Interesting question . What is answer?

I am going to say Answer B.

I counted in my head.

10 triangles using F.

5 triangles without F.

I'm interested in seeing how to solve this in a more efficient manner.

well.... heres the thing. the official answer says D) = 20 triangles.


however i have no idea how they come up with that. I am getting 15 triangles but not 20.

LOL. Damn, we're stuck in the water. Hmm, I hope someone comes in here and helps us find the answer.

1.ABC 11.BCD
2.ABD 12.BCE
3.ABE 13.BCF
4.ABF 14.BDE
5.ACD 15.BDF
6.ACE 16.BEF
7.ACF 17.CDE
8.ADE 18.CDF
9.ADF 19.CEF
10.AEF 20.DEF

didnt find a easier way but to sit and write the different combinations... anyone found an easier way.. please post...

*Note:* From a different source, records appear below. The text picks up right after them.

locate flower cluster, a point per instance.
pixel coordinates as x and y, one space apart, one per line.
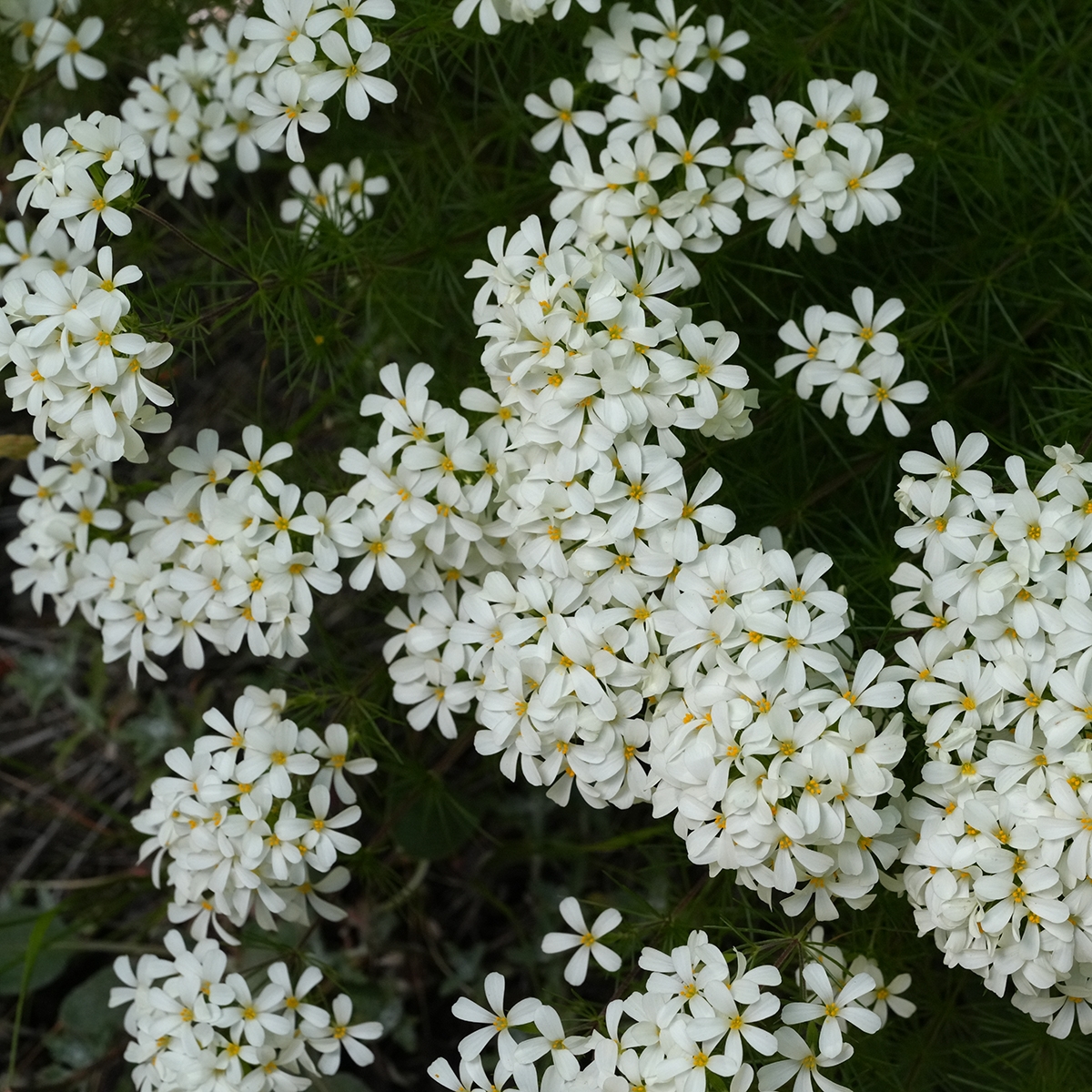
829 349
490 12
39 35
652 181
219 555
23 255
254 85
234 822
803 184
194 1024
999 865
702 1011
77 369
81 370
565 580
342 197
238 842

Okay, so there are 6 points. Now three points together can form a triangle. So we need to choose 3 points from those 6 points.

So the answer is simply 6C3 = 20

Really? It was a combination problem?

Thanks Prindaroy for helping us out here.

ah thanks guys.

You have 5 points of which you can select any two to combine with the third point that is existing at the center to form a triangle, which can be achieved in 5C2 ways == 10.

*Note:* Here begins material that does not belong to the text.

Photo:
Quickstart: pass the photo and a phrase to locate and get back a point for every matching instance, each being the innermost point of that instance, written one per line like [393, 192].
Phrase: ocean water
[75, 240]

Oh no, its 6C3, hence 20 ways.

I thought how many triangles will be formed always joining point F (center of the pentagon).

yes 6C3=20 is right, but to think of it conceptually for those who are confused, I would say look at it like this:

5 triangles for F as a point (using each of the sides of the pentagon as a base)
plus, 3 triangles for EVERY point of the pentagon (see the figure... eg. for point C, ACE, ECD, and BCA) --- for five points you get 15 triangles

15+5 = 20

I'm still working on my permutations and combinations (my weakest point) so it helps me to figure it out conceptually

Okay, say we use the same image above, but remove F. We have Pentagon with points ABCDE.

In order to solve, we now use 5C3, correct?

I guess it makes sense. Say we have square ABCD and ask how many triangles, then we use 4C3, correct?

Thanks in advance. You guys are awesome.

The question is how many traingles can be made with the help of points A,B,C,D,E and F.

F is one among the points and not the compulsory one.

Hence , there are 6 points and we need to choose 3 points to make a triangle.

Hence the answer would be 6C3= 20.


Hope it is clear...

georgeung wrote:Okay, say we use the same image above, but remove F. We have Pentagon with points ABCDE.

In order to solve, we now use 5C3, correct?

I guess it makes sense. Say we have square ABCD and ask how many triangles, then we use 4C3, correct?

Thanks in advance. You guys are awesome.

5C3 is only 10 so that doesn't seem to be correct though this may be cause of the weird fact that 5C3 and 5C2 are both 10... maybe for 6 points and greater the formula works... although for 5 points and below it would be quite easy to figure it out without using a formula... anyone with a clearer idea?